Most of the world is in another ballpark, aren't they? They are not going to understand your relationship with Jesus Christ, so don't expect them to. But oh, please do not be fooled by the world's view of success. We do not have enough time left for us to be fooled by the world's view of success.
Now some of your friends and relatives will put you under great pressure about this. They will not understand your relationship with Jesus. I know that some of your parents or your friends wish that you would go back on drugs so they could understand you. And you wish that they would understand this Jesus thing. Well, that is okay actually. Just don't be fooled by it. Don't be fooled by it.
God may call you to work in some ministry that is so obscure that we never hear from you again. Your name virtually may disappear because of the obscurity of your ministry. But if you are doing it obediently and faithfully and joyfully, you are the most successful Christian on the face of this earth. If God chooses you to work in some ministry where your name is up in lights and you are famous--and that is very dangerous--but you do it faithfully and joyfully and obediently, then you are the most successful Christian on the face of this earth. But you are not one drop more successful than the person who works in obscurity.
You look in the eleventh chapter of Hebrews, that great chapter of faith, and you discover individuals who, by their faith, wrought such mighty deeds that they would end on the front page of today's newspapers because of their faith. But in that same chapter you discover individuals who, by their faith, lived in caves, were fugitives, starved, were tormented, and gave themselves up to die. In the world's eyes all of them were failures because of their faith. But what did God think of them? He said, "The world was not even worthy of them" (cf. Hebrews 11:37-38).
Oh, folks, I would much rather hear, "Therefore God" than anything else--than anything else. Please do not be fooled by the world. I guess what I am really ultimately trying to say is this: If God has chosen you to be a slave--and I suspect He has--don't lower yourself and try to be president.
Let us now go forward and follow Him and watch while we hear, "Therefore God" in our lives.
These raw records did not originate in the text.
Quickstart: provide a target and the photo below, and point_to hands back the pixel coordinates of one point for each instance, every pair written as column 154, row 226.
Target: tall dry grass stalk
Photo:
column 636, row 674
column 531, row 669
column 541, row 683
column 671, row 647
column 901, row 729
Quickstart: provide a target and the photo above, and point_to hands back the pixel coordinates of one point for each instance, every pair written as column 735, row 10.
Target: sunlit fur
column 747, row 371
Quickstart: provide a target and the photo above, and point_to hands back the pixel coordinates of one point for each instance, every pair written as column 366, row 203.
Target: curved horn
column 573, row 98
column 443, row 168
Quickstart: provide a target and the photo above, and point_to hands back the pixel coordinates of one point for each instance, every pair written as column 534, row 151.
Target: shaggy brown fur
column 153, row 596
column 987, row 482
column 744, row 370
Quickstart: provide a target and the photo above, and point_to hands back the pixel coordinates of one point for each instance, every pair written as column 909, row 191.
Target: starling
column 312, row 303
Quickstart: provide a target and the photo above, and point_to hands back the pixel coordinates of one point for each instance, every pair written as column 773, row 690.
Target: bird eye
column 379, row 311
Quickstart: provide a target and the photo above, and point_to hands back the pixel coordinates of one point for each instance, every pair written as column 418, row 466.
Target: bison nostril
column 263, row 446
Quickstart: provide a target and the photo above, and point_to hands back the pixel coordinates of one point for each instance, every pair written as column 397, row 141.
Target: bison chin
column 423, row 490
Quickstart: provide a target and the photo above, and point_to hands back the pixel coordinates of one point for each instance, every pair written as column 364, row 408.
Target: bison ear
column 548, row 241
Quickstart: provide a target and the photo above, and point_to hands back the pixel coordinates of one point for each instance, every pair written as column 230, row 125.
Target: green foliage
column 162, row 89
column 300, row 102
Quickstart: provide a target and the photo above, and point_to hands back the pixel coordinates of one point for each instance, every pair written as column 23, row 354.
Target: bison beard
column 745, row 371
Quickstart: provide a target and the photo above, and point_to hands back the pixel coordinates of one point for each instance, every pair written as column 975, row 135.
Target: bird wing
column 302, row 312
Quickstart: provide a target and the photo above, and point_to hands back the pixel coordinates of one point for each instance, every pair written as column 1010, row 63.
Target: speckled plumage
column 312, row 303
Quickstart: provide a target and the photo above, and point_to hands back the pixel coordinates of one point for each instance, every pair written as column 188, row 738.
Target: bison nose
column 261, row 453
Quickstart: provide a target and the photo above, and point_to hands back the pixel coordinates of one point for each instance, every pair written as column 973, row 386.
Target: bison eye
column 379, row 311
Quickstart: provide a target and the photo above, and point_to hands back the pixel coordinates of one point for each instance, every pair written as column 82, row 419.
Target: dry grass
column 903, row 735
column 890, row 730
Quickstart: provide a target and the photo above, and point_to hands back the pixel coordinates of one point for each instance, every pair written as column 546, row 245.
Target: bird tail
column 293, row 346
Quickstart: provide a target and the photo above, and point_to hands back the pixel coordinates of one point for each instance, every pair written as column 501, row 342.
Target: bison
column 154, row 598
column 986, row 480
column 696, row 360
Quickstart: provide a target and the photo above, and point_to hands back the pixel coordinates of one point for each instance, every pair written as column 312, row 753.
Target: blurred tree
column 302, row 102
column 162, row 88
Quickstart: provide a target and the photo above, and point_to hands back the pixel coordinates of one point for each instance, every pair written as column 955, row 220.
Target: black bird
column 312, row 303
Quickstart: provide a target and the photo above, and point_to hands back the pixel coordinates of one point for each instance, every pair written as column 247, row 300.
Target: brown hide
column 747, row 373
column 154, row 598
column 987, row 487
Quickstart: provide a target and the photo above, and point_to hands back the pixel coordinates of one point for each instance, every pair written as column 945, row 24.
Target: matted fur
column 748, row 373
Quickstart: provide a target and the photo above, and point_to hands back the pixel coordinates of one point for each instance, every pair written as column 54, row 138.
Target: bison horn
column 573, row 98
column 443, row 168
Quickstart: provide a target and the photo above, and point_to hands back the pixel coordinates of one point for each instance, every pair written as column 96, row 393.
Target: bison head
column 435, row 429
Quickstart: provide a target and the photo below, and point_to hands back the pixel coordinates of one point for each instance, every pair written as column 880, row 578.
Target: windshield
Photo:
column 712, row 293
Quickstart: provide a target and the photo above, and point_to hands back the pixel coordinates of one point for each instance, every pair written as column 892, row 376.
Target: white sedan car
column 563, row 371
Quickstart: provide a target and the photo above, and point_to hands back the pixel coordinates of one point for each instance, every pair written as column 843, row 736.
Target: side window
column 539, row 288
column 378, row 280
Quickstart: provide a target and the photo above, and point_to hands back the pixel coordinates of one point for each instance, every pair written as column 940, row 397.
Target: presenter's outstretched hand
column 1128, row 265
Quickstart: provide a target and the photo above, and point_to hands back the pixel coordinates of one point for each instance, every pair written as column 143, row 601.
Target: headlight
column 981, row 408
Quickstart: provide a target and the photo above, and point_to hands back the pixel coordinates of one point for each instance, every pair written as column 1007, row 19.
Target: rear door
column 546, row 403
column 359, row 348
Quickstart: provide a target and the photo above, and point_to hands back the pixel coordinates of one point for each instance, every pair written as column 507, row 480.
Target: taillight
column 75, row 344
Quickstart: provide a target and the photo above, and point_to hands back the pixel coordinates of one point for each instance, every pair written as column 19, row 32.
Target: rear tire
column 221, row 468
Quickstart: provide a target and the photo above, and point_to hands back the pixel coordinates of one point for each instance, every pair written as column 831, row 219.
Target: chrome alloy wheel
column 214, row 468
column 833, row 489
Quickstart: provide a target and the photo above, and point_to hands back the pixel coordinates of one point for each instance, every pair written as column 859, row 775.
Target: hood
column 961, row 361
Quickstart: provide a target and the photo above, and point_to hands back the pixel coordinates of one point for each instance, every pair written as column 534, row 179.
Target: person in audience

Oh, thank You, Father, for Your kindness to us. Thank You, Lord, for these people who have come because their hearts are turned toward You. Fill them with Yourself. Overwhelm them with Your goodness, Lord. Walk with them each step so that they sense that You are there. Lord, give them opportunity after opportunity to see Your hand working in their lives. May joy overtake them and surprise them. May Your power be evident in their lives. May Your Word be so present that their lives will be filled with fruit, and never return void. I pray this in the name of Jesus. Amen. Amen.